A estas alturas es de esperar que todos hayáis visto la nueva película de Mad Max. Incluso aunque os haya dejado un poco fríos (lo cual nos parece poco probable), estaréis de acuerdo con nosotros en que se trata de pura adrenalina y que un videojuego basado en las mecánicas de las luchas de vehículos pesados por el desierto es una fantástica idea. También es posible que os guste FTL (Faster Than Light) o los roguelikes en general, y que os parezca que podría  hacerse algo similar en un mundo como el de Mad Max.

Pues bien, ese videojuego existe y se llama Convoy. En ningún momento esconde sus influencias: prácticamente se trata de un clon de FTL en cuanto a mecánicas, y las similitudes con el universo de Mad Max son también bastante evidentes. Argumentalmente, nuestra nave ha sufrido un accidente y ha tenido que realizar un aterrizaje de emergencia en un planeta desértico controlado por tres poderosas facciones.

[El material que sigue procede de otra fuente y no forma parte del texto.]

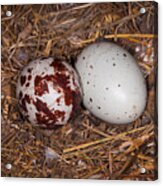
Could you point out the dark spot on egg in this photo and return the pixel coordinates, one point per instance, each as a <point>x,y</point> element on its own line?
<point>30,70</point>
<point>45,115</point>
<point>91,66</point>
<point>134,106</point>
<point>29,77</point>
<point>24,101</point>
<point>22,80</point>
<point>40,85</point>
<point>20,94</point>
<point>27,85</point>
<point>91,100</point>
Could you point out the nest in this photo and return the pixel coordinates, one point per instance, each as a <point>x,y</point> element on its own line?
<point>86,147</point>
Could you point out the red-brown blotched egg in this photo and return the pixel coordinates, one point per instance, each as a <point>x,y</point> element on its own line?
<point>49,92</point>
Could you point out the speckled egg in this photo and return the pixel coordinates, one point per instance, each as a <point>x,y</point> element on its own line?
<point>114,88</point>
<point>48,91</point>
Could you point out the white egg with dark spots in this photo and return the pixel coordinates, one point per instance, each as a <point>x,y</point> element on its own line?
<point>114,88</point>
<point>48,91</point>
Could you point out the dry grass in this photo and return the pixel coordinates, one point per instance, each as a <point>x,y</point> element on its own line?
<point>86,147</point>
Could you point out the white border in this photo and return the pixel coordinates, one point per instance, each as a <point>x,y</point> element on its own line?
<point>57,182</point>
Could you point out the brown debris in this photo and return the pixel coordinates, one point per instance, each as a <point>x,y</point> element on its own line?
<point>86,147</point>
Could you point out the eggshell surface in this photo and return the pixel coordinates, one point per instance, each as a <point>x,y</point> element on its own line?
<point>114,88</point>
<point>48,92</point>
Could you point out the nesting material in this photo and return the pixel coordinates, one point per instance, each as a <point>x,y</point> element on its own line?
<point>87,147</point>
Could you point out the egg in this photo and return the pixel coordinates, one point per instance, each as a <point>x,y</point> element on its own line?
<point>114,88</point>
<point>48,92</point>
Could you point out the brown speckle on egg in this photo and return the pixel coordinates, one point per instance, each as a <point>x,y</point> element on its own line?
<point>52,94</point>
<point>125,55</point>
<point>22,80</point>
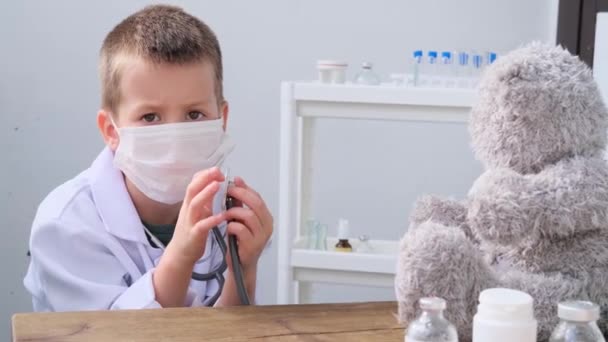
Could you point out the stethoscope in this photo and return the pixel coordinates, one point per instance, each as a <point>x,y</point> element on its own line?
<point>218,273</point>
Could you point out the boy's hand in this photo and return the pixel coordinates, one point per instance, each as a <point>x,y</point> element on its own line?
<point>252,224</point>
<point>196,218</point>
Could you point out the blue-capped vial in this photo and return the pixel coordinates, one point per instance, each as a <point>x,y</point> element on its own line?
<point>463,71</point>
<point>491,57</point>
<point>432,73</point>
<point>446,66</point>
<point>413,78</point>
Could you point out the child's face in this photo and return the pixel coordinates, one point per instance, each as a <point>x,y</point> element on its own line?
<point>153,94</point>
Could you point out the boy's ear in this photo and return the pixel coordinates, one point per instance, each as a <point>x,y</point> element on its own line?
<point>224,111</point>
<point>107,129</point>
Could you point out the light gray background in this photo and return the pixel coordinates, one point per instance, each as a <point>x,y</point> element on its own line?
<point>49,95</point>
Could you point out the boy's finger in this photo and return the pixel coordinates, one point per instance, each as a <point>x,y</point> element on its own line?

Nuestra misión es dirigir nuestro convoy, protegido por tantos vehículos de escolta como podamos conseguir y mantener, a las localizaciones de las piezas que necesitamos para reparar nuestra nave.

Si habéis jugado a FTL, ya sabréis cómo funciona esto. Podremos mejorar nuestro convoy y nuestros vehículos de escolta, cambiarles el armamento, y controlarlos con sumo cuidado durante las tensísimas batallas que se llevarán a cabo en la carretera. El tiempo será un factor crucial, hasta el punto de que podemos poner la partida en pausa en cualquier momento para dar órdenes a nuestros vehículos. Y creedme, más os vale aprender a usar bien estas pausas y las tácticas de vuestras unidades, porque este juego es de todo menos fácil.

Durante nuestros viajes por el yermo nos encontraremos multitud de señales de de radio que podremos seguir para encontrar misiones secundarias (o emboscadas, según la suerte que tengamos) y numerosos eventos aleatorios. También podremos jugar un papel importante en el equilibrio de fuerzas entre las tres facciones que pueblan este árido mundo, en función de a quienes decidamos masacrar y con quienes colaboremos. Tratar de hacernos aliados o robar cuanto esté a nuestro alcance es decisión nuestra, pero podemos olvidarnos de ir por nuestra cuenta, porque el combustible escasea y las piezas de recambio no crecen en la arena de este desierto.

Antes de que os lancéis a comprarlo, es necesario hacer una aclaración: Convoy es un juego exigente. No en cuanto a la máquina que lo ejecuta, sus gráficos pixel-art funcionarían perfectamente en el equipo más modesto, sino exigente con el jugador. Como todo buen rogue-like tiene muerte permanente: es decir, si nuestro convoy resulta destruido, tendremos que empezar la partida desde el principio. Y como decíamos, la dificultad es elevadísima incluso poniendo el juego en modo “fácil”. Esto puede ser un hándicap o precisamente lo que estábamos buscando en un videojuego: un auténtico reto.